The code of ICD-10-GM was mapped to ICD-10 and then the mapping of ICD-10 to SNOMED
as already present in the OMOP Vocabulary (see [Fig. 1]) was used.
ICD-10G-M versions from 2004 to 2016 were mapped including the times of validity (valid_start/end_date, invalid_reason).
Procedures
Procedures in Germany are coded using the OPS. Unfortunately, no equivalent terminology
is available from Athena: standard concepts for procedures in OHDSI may come e.g., from SNOMED-CT, the Current
Procedural Terminology (CPT-4) or the Healthcare Common Procedure Coding System (HCPCS),
and ICD-9-Procedures, all of which differ significantly in structure from OPS. Manual
mapping of procedures requires extensive medical knowledge and resources that were
not available for this preliminary study.
Therefore, OPS vocabulary was imported into OMOP and declared the concepts as “standard.”
This breaks the international compatibility, but that was not a requirement for the
study.
OPS versions from 2004 to 2016 were imported including the times of validity (valid_start/end_date, invalid_reason).
Other Concepts
For individual concepts, such as gender, a direct match using the translated concept
was searched manually.

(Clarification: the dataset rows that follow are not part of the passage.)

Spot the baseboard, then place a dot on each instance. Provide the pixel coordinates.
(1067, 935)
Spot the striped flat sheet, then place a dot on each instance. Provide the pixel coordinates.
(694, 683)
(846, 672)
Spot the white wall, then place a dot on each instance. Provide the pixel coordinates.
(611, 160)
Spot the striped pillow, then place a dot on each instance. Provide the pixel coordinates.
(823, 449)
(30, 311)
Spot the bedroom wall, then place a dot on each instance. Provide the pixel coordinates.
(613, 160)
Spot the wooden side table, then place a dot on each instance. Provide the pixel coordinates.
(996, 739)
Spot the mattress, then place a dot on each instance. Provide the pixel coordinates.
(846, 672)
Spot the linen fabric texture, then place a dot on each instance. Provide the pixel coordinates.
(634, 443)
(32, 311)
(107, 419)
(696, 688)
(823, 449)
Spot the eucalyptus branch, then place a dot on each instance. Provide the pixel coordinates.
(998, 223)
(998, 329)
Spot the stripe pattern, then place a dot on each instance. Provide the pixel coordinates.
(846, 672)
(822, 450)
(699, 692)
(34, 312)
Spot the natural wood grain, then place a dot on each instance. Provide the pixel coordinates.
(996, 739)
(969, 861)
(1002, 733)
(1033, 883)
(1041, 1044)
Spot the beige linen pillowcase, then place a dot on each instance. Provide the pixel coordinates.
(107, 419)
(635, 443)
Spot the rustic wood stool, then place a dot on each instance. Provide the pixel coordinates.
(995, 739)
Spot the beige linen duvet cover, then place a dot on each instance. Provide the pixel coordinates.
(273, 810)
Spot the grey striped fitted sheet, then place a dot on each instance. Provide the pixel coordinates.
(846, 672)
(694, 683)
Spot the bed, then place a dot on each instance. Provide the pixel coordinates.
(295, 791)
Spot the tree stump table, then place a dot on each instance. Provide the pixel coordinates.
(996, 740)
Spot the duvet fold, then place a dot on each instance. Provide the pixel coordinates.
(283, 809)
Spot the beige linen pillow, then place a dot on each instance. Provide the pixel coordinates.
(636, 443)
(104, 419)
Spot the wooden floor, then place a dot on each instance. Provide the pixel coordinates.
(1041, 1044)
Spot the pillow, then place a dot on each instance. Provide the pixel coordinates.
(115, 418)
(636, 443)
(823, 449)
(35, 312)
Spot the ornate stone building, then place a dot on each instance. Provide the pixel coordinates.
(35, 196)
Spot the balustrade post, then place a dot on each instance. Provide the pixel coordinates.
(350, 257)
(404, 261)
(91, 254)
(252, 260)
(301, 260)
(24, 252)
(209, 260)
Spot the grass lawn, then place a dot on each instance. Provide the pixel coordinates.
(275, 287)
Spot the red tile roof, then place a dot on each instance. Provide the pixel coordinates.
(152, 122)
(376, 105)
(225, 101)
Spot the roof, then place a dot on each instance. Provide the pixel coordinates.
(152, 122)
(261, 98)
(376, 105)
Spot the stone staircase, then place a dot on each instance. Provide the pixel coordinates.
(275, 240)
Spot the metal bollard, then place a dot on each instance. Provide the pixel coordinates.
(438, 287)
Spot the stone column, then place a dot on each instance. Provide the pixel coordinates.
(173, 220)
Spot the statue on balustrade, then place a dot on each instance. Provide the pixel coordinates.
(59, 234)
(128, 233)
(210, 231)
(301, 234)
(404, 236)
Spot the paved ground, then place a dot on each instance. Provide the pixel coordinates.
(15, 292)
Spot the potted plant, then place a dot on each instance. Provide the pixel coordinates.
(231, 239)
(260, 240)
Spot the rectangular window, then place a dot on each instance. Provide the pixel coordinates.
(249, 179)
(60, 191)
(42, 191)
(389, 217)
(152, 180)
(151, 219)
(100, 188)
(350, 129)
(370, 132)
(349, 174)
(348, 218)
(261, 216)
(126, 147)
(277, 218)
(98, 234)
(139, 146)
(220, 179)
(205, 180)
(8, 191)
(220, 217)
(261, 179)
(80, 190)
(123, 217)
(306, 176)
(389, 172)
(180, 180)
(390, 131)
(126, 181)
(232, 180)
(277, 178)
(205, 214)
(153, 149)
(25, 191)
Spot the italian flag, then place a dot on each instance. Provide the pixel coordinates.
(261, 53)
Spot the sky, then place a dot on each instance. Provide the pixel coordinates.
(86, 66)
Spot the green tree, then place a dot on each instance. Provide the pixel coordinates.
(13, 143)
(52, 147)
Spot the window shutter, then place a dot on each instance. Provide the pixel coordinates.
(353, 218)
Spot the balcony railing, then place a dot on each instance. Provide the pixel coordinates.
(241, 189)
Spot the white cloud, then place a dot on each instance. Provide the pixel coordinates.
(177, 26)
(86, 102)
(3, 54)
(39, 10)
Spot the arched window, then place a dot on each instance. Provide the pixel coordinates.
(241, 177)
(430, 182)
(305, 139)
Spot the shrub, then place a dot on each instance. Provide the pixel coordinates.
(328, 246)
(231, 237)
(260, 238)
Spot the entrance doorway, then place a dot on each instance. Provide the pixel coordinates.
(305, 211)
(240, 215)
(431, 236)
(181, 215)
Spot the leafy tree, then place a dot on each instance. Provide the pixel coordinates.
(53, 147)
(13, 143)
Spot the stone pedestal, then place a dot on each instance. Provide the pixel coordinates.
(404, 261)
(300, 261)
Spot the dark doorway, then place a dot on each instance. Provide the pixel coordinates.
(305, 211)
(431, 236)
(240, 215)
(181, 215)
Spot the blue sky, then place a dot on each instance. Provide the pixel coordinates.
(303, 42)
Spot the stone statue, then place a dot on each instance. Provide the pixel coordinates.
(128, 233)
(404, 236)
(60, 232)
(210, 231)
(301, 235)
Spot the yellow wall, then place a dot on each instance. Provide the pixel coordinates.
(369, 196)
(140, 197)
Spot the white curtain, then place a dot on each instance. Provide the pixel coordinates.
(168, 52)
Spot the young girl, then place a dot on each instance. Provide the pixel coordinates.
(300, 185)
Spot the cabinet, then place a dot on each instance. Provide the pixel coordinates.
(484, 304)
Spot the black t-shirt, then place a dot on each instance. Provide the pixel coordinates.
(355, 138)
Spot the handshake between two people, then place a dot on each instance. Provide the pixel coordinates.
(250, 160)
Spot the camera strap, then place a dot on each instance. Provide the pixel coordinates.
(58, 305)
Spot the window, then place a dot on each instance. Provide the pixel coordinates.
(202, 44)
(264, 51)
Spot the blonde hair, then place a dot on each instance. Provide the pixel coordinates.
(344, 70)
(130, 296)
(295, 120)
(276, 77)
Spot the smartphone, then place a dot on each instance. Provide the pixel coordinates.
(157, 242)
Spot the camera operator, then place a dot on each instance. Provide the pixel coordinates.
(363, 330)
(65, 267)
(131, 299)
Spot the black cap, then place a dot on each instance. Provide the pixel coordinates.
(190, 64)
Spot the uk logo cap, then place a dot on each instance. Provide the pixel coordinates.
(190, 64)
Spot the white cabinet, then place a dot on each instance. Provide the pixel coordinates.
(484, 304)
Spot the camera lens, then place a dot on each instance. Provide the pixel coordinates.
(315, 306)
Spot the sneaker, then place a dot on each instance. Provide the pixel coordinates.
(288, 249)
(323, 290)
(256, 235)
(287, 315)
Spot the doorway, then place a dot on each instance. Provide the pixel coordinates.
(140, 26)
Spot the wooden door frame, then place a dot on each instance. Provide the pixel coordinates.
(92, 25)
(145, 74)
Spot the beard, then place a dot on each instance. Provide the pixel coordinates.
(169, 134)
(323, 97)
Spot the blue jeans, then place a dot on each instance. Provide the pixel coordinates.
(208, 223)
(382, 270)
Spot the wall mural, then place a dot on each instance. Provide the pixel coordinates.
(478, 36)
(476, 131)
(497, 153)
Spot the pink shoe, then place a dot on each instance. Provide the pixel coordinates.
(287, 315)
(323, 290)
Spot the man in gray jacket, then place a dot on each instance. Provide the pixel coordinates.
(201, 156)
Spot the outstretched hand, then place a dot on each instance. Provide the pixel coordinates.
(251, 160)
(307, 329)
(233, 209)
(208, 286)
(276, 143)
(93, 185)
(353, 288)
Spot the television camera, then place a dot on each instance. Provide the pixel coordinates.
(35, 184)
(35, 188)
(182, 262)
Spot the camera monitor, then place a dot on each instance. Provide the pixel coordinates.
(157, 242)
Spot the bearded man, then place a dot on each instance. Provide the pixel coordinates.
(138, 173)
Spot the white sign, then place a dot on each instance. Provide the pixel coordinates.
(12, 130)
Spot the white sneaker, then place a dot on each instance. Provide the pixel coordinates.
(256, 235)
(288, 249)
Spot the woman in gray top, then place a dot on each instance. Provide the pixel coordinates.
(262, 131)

In case the target concept found was ambiguous, the mapping
was discussed among experts (C.M., L.L., T.G., and M.S.).
Other, larger terminologies were not required for the selected dataset. But other
options have to be considered for the import of a much more comprehensive dataset
of German university hospitals. Terminologies, such as LOINC, UCUM, and MedDRA, are
already provided and could be used. If necessary, a German translation using the same
codes could be imported.
Import of Vocabularies
The import of ICD-10-GM and OPS into the vocabulary schema of the OMOP database was
modeled using Talend Open Studio for Data Integration (Talend; Redwood City, CA, United
States). The import read from the internal data warehouse providing the vocabularies
in yearly versions.
Creation of the ETL Jobs
Importing the data into the OMOP database required a mapping of all source attributes
and values from various files and columns of the MI-I core dataset onto the OMOP tables
and vocabularies. This process of extracting the source data, transforming it, and
loading to OMOP (ETL job) requires a design and an implementation phase.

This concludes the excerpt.